Let’s have one last example about the layers:
If an animated Mishra’s Factory falls under Leeching Bite’s negative effect, its repeated animation will not return the 2/2 P/T values. That is so because Leeching Bite’s effect is applied at layer 7c which is always after Mishra’s Factory’s effect found at layer 7b.
Mishra’s Factory’s third ability may target only creatures with subtype Assembly-Worker. It may target itself. It is perfectly legal to “animate” Mishra’s Factory with its second ability, block with it, then “pump” it with its third ability (as long as it isn’t “summoning-sick”, sure thing).
Aside from itself and other Mishra’s Factories, you may “pump” tokens from Urza’s Factory; animated Mutavault and other creatures that have all creature types, and of course, an Assembly-Worker in the flesh, so to say.
Curious one:
Mishra’s Factory and other manlands may be used to save permanents like Pyrohemia.
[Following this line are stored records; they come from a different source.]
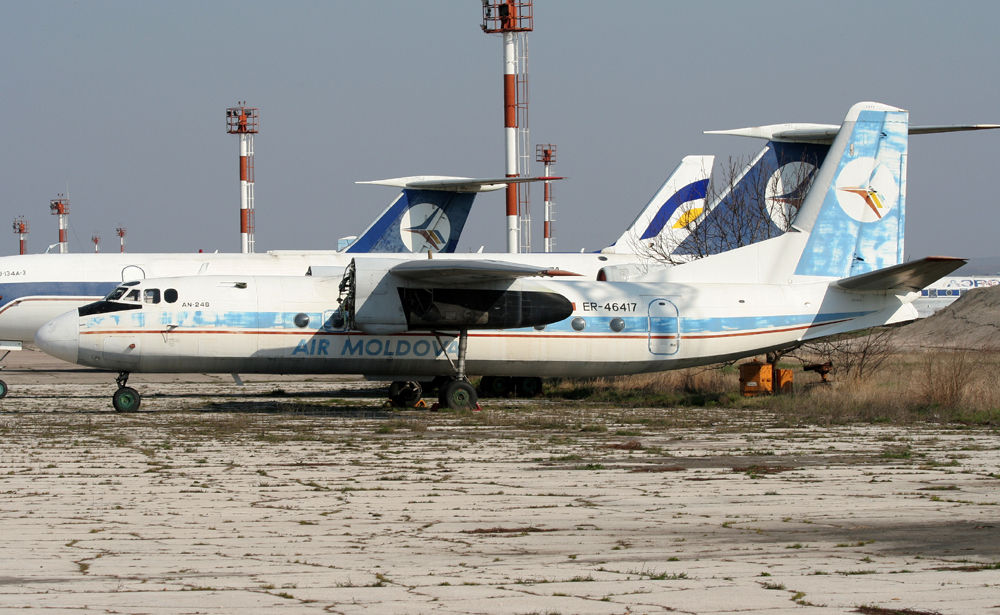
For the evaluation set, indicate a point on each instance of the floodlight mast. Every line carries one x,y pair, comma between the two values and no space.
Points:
546,154
21,230
59,207
245,122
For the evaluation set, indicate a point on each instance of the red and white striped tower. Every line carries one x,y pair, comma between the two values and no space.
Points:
546,154
244,121
21,230
59,206
120,231
513,19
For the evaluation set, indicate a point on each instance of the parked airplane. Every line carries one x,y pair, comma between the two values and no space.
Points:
837,270
428,215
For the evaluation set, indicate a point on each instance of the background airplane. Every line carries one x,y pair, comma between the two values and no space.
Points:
837,270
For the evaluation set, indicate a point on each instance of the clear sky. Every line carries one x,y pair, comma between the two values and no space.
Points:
123,105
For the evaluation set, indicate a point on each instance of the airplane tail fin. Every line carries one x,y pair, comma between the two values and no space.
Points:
667,218
428,215
855,211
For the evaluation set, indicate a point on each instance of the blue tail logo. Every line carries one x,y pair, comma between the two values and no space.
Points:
430,234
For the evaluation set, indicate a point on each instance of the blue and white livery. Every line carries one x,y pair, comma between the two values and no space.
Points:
837,270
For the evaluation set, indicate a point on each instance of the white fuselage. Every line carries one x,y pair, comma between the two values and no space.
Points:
283,324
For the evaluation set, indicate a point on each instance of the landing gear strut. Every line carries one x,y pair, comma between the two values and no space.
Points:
125,399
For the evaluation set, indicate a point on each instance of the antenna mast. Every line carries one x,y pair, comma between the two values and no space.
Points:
21,230
244,121
514,19
59,206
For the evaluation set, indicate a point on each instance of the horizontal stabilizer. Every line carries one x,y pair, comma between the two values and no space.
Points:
465,271
911,276
445,183
824,133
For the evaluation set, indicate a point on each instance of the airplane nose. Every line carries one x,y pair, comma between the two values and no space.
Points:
60,337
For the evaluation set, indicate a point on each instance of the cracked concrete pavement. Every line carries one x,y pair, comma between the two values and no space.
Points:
273,498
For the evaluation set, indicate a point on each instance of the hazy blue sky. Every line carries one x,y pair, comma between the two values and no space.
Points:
122,103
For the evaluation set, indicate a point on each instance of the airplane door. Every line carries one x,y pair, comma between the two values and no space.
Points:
664,326
132,273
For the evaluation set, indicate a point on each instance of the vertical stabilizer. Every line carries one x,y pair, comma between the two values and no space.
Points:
855,212
667,218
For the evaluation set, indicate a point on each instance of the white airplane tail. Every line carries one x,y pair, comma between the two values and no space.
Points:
666,219
851,221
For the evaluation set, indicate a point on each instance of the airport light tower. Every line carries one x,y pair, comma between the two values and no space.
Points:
21,230
244,121
514,19
120,231
59,206
546,154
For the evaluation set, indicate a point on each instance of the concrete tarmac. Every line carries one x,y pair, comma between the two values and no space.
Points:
306,495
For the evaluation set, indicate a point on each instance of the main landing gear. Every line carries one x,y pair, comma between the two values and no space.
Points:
455,391
125,399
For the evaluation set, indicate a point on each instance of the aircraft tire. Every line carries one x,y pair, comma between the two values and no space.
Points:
458,395
405,393
530,386
495,386
126,399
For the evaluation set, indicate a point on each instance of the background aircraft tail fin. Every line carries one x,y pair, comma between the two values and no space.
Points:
429,214
855,210
668,216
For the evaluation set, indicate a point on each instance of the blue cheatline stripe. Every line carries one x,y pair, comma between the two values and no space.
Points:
12,291
285,322
690,192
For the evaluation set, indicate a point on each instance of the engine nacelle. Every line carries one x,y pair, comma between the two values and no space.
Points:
382,303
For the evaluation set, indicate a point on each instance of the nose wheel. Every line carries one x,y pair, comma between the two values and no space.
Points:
125,399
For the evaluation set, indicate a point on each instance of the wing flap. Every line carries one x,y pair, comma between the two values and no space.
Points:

It is sufficient to animate the land in response to Pyrohemia’s triggered ability, then nothing happens on resolution.
Do keep in mind that Pyrohemia’s trigger goes off at the beginning of the end step, and the effect of Mishra’s Factory’s second ability wears out in the cleanup step.
I wanted to finish with this marvelous works of art.
Players often ask the judges about the legality of altered cards. The universal answer is: the head judge has the last word on it.
In general, the requirements are as follows:
- the card must be recognizable;
- the card may not contain any strategic tips;
- the card may not have any offensive imagery;
- the alterations on the card must not overlay the card’s name and mana cost.
It shouldn’t be standing out of the deck (sometimes there is a problem with the density of the paint layer).
Personally I would probably prohibit this masterpiece of art in tournament play, since it is impossible to tell whether or not it had either white or black border before the alteration.
Source PrinceEnder
- ⇑ Manlands — slang term for lands that may be “animated”, i.e. turned into a creature.
- ⇑ Note that Urza’s Factory tokens aren’t copies of the Assembly-Worker card. They have no abilities at all.
Translated by Witas Spasovski
If your cunning but ignorant of rules opponent puts Runed Halo onto the battlefield and calls Assembly-Worker, he will have protection form the card with the name Assembly-Worker, but not from the animated Mishra’s Factory, since it keeps its name, and simply gets the subtype Assembly-Worker.